Then along comes the IT next big thing, AI of course, with promises to help make these tasks considerably less busy for end users. Sounds fantastic, but do you believe that AI will solve all of your SAP problems?

Let’s see how Gartner positions AI.

To quote Mary Mesaglio, Distinguished VP Analyst from the 2023 Gartner IT Symposium/Xpo conference, “AI is not just a technology, and it isn’t just a business trend. It’s a fundamental shift in how humans and machines interact, and it affects every executive across the team.”

Mary rightly classifies AI into 2 types:

  • Every day AI”: which is essentially about productivity improvement of existing business processes. It is departmental-specific.

  • Game-changing AI”: which is much more ambitious and is about creating new business opportunities and business models. It can be disruptive and risky, as well as game changing. By definition, it is enterprise-wide and must be CEO-led.

This short article focuses on what busy SAP customers can do to maximise the potential of Everyday AI, rather than the latter.

The first word of caution is that all IT Vendors have new products and services for AI, especially Generative AI. But they are just that, new, so you have to be extremely wary with early versions of any of them.

AI is currently at the peak of the technology hype cycle.  To put it into perspective “SAP Business AI” has introduced 50 new AI product innovations since Q4 last year, with 100 targeted for delivery by SAP in 2024. This includes:

  • SAP ERP: e.g. intelligent invoice matching, assisted anomaly detection and automation of communication-heavy business processes

  • SAP HR: e.g. intelligent HR self-service capabilities

  • SAP Procurement: e.g. spend analytics, sourcing, contract management, ourchase-2-pay and supplier management

  • SAP Sustainability Control Tower: e.g.

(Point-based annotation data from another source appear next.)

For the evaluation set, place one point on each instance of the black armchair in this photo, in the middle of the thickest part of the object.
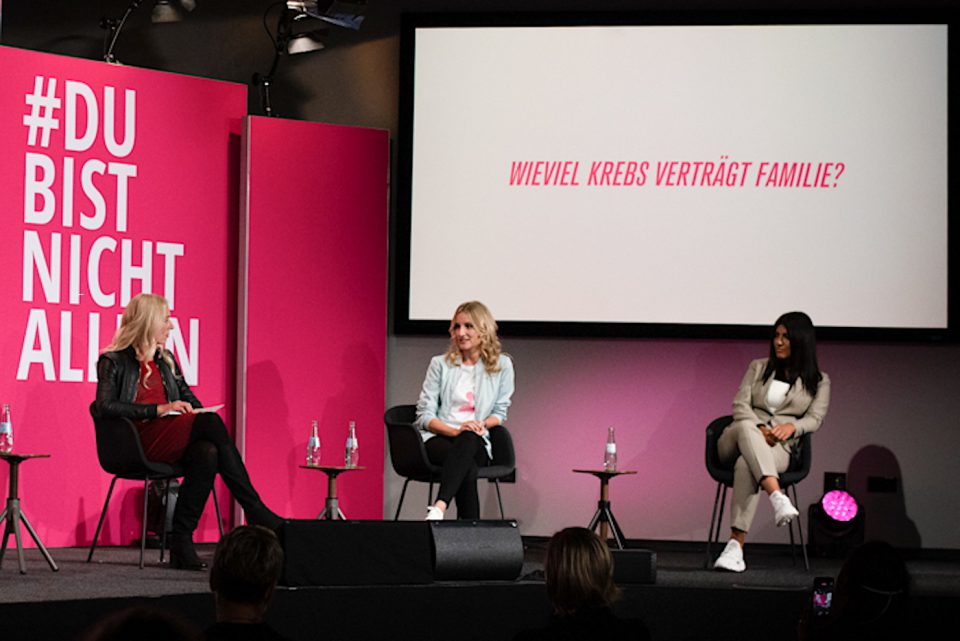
(409, 456)
(723, 475)
(121, 454)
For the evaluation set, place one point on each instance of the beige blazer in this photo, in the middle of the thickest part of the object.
(806, 412)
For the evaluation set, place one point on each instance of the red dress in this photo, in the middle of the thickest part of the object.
(164, 438)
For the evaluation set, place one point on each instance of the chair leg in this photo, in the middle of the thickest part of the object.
(403, 493)
(163, 525)
(715, 523)
(803, 547)
(216, 504)
(143, 528)
(499, 499)
(103, 514)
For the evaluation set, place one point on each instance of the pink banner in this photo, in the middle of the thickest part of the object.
(113, 181)
(314, 312)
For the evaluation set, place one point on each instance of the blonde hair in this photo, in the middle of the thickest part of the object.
(486, 326)
(579, 571)
(138, 325)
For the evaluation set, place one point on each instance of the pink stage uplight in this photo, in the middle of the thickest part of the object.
(839, 505)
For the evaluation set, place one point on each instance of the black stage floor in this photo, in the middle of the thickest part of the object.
(686, 602)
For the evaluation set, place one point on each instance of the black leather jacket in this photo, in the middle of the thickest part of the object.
(118, 374)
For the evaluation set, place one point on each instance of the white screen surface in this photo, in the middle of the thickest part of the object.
(682, 174)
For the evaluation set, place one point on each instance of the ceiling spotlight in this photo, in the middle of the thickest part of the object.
(343, 14)
(164, 11)
(169, 10)
(306, 42)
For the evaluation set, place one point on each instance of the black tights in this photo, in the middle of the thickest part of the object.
(460, 457)
(211, 451)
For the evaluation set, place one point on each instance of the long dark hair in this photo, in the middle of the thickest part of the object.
(579, 571)
(802, 362)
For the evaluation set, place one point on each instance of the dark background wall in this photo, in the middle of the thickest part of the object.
(892, 415)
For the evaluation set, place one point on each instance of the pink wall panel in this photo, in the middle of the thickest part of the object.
(95, 157)
(313, 309)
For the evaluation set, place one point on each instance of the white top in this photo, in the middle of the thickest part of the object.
(461, 408)
(776, 395)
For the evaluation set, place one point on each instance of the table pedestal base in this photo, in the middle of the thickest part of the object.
(607, 522)
(13, 516)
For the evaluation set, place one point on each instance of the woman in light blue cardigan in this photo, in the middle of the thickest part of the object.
(465, 397)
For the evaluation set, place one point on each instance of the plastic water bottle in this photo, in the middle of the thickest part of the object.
(610, 452)
(6, 429)
(352, 456)
(313, 446)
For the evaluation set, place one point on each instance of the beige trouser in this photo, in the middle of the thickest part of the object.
(744, 442)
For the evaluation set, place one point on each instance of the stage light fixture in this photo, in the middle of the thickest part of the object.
(306, 42)
(840, 505)
(836, 521)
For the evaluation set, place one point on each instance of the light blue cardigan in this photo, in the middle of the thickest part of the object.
(491, 392)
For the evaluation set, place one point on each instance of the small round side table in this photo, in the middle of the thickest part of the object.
(604, 515)
(331, 508)
(13, 514)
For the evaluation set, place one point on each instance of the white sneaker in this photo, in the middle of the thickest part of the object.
(731, 559)
(783, 510)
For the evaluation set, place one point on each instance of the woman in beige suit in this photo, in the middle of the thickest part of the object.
(780, 399)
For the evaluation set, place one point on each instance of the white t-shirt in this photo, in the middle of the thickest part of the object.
(776, 395)
(461, 409)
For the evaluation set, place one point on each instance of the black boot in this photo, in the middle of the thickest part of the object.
(200, 467)
(234, 474)
(183, 556)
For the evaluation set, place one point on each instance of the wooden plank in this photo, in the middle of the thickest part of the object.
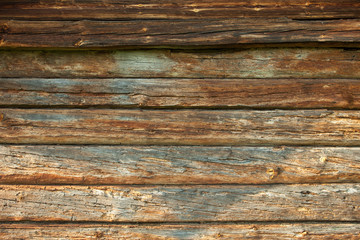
(98, 34)
(247, 63)
(182, 127)
(179, 93)
(176, 165)
(175, 9)
(335, 202)
(182, 231)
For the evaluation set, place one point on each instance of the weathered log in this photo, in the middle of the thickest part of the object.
(98, 34)
(254, 231)
(180, 93)
(248, 63)
(336, 202)
(175, 9)
(106, 165)
(180, 127)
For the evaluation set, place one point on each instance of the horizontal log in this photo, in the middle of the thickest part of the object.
(182, 231)
(248, 63)
(175, 9)
(219, 93)
(182, 127)
(98, 34)
(176, 165)
(336, 202)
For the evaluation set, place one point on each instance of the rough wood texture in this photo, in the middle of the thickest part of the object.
(95, 34)
(181, 127)
(183, 231)
(249, 63)
(176, 165)
(337, 202)
(175, 9)
(219, 93)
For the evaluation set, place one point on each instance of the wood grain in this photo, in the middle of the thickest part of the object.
(181, 93)
(183, 231)
(181, 127)
(98, 34)
(175, 9)
(337, 202)
(247, 63)
(106, 165)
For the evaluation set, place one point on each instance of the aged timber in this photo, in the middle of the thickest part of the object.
(181, 93)
(95, 34)
(176, 9)
(176, 165)
(336, 202)
(106, 165)
(180, 127)
(254, 231)
(248, 63)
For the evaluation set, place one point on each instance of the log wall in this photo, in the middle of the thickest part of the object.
(182, 119)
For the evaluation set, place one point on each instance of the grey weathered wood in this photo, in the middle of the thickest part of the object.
(176, 9)
(247, 63)
(336, 202)
(176, 165)
(287, 231)
(180, 127)
(256, 93)
(95, 34)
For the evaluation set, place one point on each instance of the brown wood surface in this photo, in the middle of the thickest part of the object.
(95, 34)
(318, 231)
(247, 63)
(180, 127)
(336, 202)
(176, 9)
(105, 165)
(181, 93)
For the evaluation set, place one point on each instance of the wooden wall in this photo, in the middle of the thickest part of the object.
(170, 119)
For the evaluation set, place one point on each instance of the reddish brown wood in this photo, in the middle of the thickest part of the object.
(98, 34)
(177, 9)
(252, 231)
(176, 165)
(181, 127)
(247, 63)
(180, 93)
(334, 202)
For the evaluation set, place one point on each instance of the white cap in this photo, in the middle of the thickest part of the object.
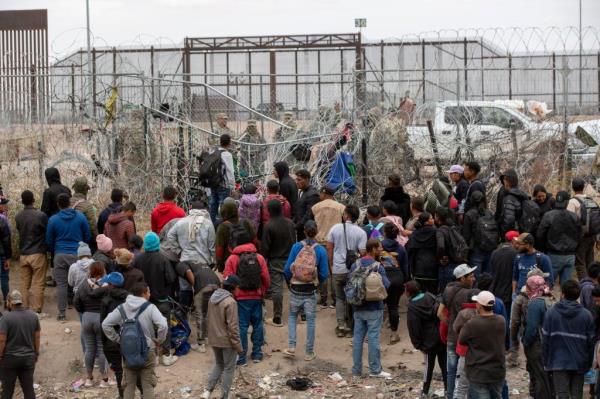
(484, 298)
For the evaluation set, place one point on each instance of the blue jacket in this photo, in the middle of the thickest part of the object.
(322, 263)
(568, 337)
(65, 230)
(536, 310)
(371, 305)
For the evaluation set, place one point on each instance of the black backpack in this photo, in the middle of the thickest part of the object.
(487, 235)
(589, 216)
(459, 250)
(211, 169)
(530, 216)
(249, 271)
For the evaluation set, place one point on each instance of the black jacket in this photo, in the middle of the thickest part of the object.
(423, 324)
(31, 225)
(55, 187)
(303, 213)
(422, 253)
(511, 209)
(113, 297)
(158, 274)
(115, 207)
(400, 198)
(558, 233)
(501, 265)
(287, 185)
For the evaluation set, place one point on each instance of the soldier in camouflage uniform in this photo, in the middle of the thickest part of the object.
(252, 158)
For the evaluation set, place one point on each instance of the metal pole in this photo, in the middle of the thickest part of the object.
(89, 48)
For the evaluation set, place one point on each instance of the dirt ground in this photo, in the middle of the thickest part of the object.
(61, 364)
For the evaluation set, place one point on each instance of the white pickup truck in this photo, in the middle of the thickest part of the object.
(486, 129)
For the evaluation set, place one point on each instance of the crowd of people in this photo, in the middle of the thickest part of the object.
(478, 283)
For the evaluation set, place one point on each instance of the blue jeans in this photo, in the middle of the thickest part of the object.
(486, 391)
(250, 313)
(217, 196)
(562, 266)
(4, 279)
(451, 365)
(309, 304)
(367, 323)
(480, 259)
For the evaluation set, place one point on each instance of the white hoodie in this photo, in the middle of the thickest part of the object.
(149, 320)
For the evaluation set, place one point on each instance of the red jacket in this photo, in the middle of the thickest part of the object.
(163, 213)
(231, 268)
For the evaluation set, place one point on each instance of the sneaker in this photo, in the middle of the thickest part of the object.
(289, 352)
(382, 374)
(274, 322)
(168, 360)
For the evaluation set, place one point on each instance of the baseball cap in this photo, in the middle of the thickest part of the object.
(463, 270)
(562, 199)
(525, 238)
(484, 298)
(15, 297)
(232, 280)
(456, 169)
(115, 278)
(510, 235)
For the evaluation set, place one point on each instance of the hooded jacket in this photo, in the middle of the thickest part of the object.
(422, 253)
(559, 232)
(223, 329)
(163, 213)
(400, 198)
(119, 228)
(195, 236)
(55, 187)
(78, 273)
(150, 320)
(65, 230)
(32, 225)
(115, 207)
(423, 323)
(285, 206)
(158, 274)
(568, 337)
(112, 298)
(231, 268)
(229, 214)
(287, 185)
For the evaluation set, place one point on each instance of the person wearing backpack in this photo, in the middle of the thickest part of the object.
(252, 270)
(141, 327)
(278, 237)
(568, 334)
(540, 300)
(344, 241)
(480, 232)
(587, 212)
(223, 336)
(527, 259)
(511, 208)
(423, 329)
(368, 316)
(395, 263)
(558, 235)
(305, 270)
(221, 189)
(452, 248)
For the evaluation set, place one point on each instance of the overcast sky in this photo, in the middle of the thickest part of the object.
(145, 22)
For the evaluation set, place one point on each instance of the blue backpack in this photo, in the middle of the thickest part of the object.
(133, 341)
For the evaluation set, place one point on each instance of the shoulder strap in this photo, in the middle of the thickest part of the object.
(141, 310)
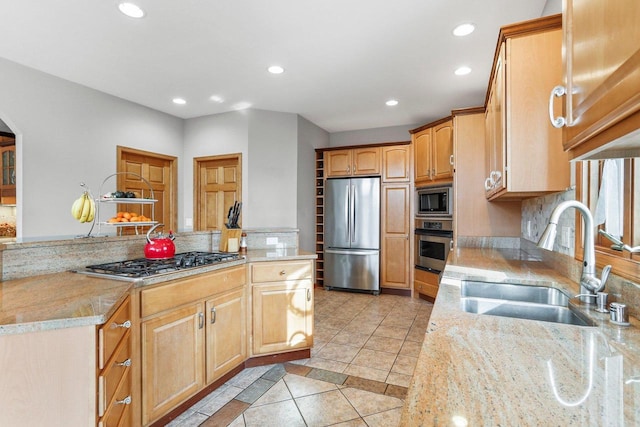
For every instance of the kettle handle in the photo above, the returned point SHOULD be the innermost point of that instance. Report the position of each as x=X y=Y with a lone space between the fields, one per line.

AI-enabled ESG reporting

  • SAP Signavio: e.g. recommended business process models and KPIs

  • SAP Business Technology Platform: e.g. application development, integration, data management and a generative AI hub

  • SAP Joule: a business co-pilot, i.e. an AI assistant, integrated with many of these SAP applications and technologies

But some businesses’, rather than experiencing AI solving all of their SAP problems, are seeing their costly AI projects end in failure.  To mitigate this here is what I would do if I were in your shoes:

  1. Conduct a joint business/IT review of your existing business applications strategy. Involve your SAP Centre Of Expertise, if you have one.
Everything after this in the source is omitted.